Une petite partie du terrain a, entre-temps, déjà été ajoutée à la concession d’Alpha Terminals. La filiale du groupe suisse PSB Alpha veut y développer un parc d’une soixantaine de citernes d’une capacité totale de 720 000 m³. L’investissement se montera à 460 millions d’euros.

Site Kuhlmann à Gand

Sur l’ancien site Kuhlmann dans la zone portuaire gantoise, ce sont trois grands acteurs privés qui sont à la manoeuvre : DEME, Jan De Nul et Aertssen. Ils ont acheté, en 2010, ce terrain dont la superficie totale a été portée par des acquisitions ultérieures à 165 hectares. Ils en ont déjà assaini la majeure partie et créé notamment une des plus grandes centrales d’énergie solaire de Belgique (55 000 panneaux solaires sur 22 ha pour une capacité de 16,5 MW). Cette électricité durable (une éolienne s’y ajoutera prochainement) permettra aussi, à terme, de produire de l’hydrogène vert. 

La remise en état du site a représenté une gigantesque défi financier et logistique. Près de 150 millions d’euros ont déjà été investis et des centaines de milliers de mètres cubes de terre ont été transportés. « Nous en avons encore pour dix ans avant l’achèvement complet du projet, mais grâce à l’union des moyens et de l’expertise des trois partenaires impliqués et au soutien de toutes les instances et autorités concernées, nous avons déjà réussi à mener à bien un travail énorme », indique Bartel De Clercq, qui pilote le projet pour DEME.

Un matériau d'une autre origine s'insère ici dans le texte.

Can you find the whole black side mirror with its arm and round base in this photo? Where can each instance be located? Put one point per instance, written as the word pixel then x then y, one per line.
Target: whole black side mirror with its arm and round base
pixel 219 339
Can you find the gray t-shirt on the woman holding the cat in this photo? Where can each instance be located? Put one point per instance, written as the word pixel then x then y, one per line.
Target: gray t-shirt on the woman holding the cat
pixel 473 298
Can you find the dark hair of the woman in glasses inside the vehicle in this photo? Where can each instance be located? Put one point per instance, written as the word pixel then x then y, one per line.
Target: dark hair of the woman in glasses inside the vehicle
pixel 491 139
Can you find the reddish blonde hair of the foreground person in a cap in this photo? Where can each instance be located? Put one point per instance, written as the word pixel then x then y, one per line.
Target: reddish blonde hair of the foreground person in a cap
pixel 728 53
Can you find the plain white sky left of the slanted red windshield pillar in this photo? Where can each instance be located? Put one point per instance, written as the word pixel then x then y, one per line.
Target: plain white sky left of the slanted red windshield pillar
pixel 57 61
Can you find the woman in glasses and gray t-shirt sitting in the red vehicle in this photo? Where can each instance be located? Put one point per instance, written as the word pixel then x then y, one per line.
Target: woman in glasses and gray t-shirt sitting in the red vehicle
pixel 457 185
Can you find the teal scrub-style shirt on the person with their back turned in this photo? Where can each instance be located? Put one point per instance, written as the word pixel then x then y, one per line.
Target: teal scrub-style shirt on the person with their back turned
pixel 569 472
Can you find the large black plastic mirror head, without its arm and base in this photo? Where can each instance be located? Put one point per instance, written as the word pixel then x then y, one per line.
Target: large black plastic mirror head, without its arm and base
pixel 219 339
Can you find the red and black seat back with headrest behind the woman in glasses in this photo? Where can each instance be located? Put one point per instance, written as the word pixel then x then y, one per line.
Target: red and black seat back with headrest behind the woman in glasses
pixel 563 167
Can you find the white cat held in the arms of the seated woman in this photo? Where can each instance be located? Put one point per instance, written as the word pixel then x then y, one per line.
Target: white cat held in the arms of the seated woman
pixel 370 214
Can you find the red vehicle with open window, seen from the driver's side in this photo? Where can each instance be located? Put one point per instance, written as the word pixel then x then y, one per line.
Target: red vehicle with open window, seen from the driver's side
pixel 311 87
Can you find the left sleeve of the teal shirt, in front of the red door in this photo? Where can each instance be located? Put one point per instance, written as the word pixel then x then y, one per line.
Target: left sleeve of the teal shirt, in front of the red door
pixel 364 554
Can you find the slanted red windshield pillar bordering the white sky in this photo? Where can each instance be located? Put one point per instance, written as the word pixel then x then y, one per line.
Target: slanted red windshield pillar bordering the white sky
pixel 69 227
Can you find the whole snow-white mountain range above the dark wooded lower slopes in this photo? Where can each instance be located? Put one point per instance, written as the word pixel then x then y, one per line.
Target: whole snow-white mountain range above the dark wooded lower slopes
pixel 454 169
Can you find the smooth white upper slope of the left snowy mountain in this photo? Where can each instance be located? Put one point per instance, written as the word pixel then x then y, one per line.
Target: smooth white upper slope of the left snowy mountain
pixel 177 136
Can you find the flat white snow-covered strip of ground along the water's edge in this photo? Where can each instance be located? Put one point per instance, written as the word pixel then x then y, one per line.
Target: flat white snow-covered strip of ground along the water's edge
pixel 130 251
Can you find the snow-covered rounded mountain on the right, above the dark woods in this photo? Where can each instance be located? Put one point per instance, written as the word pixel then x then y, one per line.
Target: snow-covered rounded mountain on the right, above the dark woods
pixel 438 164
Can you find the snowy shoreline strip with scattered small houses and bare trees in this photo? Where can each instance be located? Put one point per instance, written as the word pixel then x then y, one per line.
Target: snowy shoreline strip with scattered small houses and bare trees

North Sea Port en cueillera également les fruits. Du côté du canal maritime vers Terneuzen, une zone d’une cinquantaine d’hectares est destinée à recevoir des activités en lien direct avec l’eau (la route qui longe le canal, va être déplacée). Dans la partie nord, Jan De Nul aménage une plate-forme pour le stockage de matériel d’ingéniérie hydraulique et de dragage. Au sud, sur des terrains rétrocédés à North Sea Port, un premier terminal citernier sort de terre et d’autres suivront. Dans la partie centrale, DEME a entamé la dernière phase de dépollution, de démolition des anciennes installations et de viabilisation. Elle devrait être terminée d’ici la mi-2021 et permettre la construction d’un centre de traitement de terres et boues. 

Les deux sites de Thermphos et Kuhlmann reprennent ainsi leur place dans le tissu portuaire et industriel. Ils représentent à, eux seuls, plus de cent hectares de terrains qui recevront une nouvelle affectation liée à l’activité portuaire et qui créera des trafics importants. Pour North Sea Port, dont la réserve en nouveaux terrains se monte à 850 hectares, la remise en valeur de friches constitue un gisement à ne pas négliger.